Carolyne Zinko, Chronicle Staff Writer
Aug. 28, 2004
When they bought a stately 78-year-old brick home in St. Helena five years ago, Athena and Timothy Blackburn found that it came on a plot that offered a modern — that is to say, low-maintenance — sensibility.
The front yard, separated from Main Street by a brick wall, had trees and a thick blanket of ivy. A tennis court took up an entire side yard, and a gravel patch and a blah-looking fountain greeted guests at the front door.
But the Blackburns, who split their time between the Wine Country and a home on Nob Hill, weren’t interested in the no-fuss approach. It didn’t fit their sensibilities as arts patrons, or the sensibilities of the three-story house built in 1921, which from 1940 to 1976 was the home of decorated World War II Adm. John Benedict McGovern, also a St. Helena mayor. (His daughter told the Blackburns that lively parties were held in the basement during blackout conditions in wartime.)

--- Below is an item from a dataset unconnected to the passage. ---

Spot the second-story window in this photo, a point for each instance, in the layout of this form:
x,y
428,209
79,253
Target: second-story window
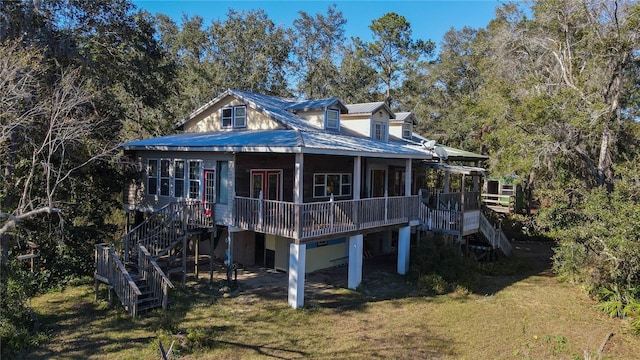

To visit the property today is to go back to a grander time, especially when the Blackburns entertain 70 to 80 guests on the new lawn, amid lush plantings and bursts of color.
“I want to see beauty,” said Athena Blackburn, a longtime Bay Area resident who grew up in Beirut, where high-rise apartments were the norm. “We take a tour every single morning to see what new flower has come up.”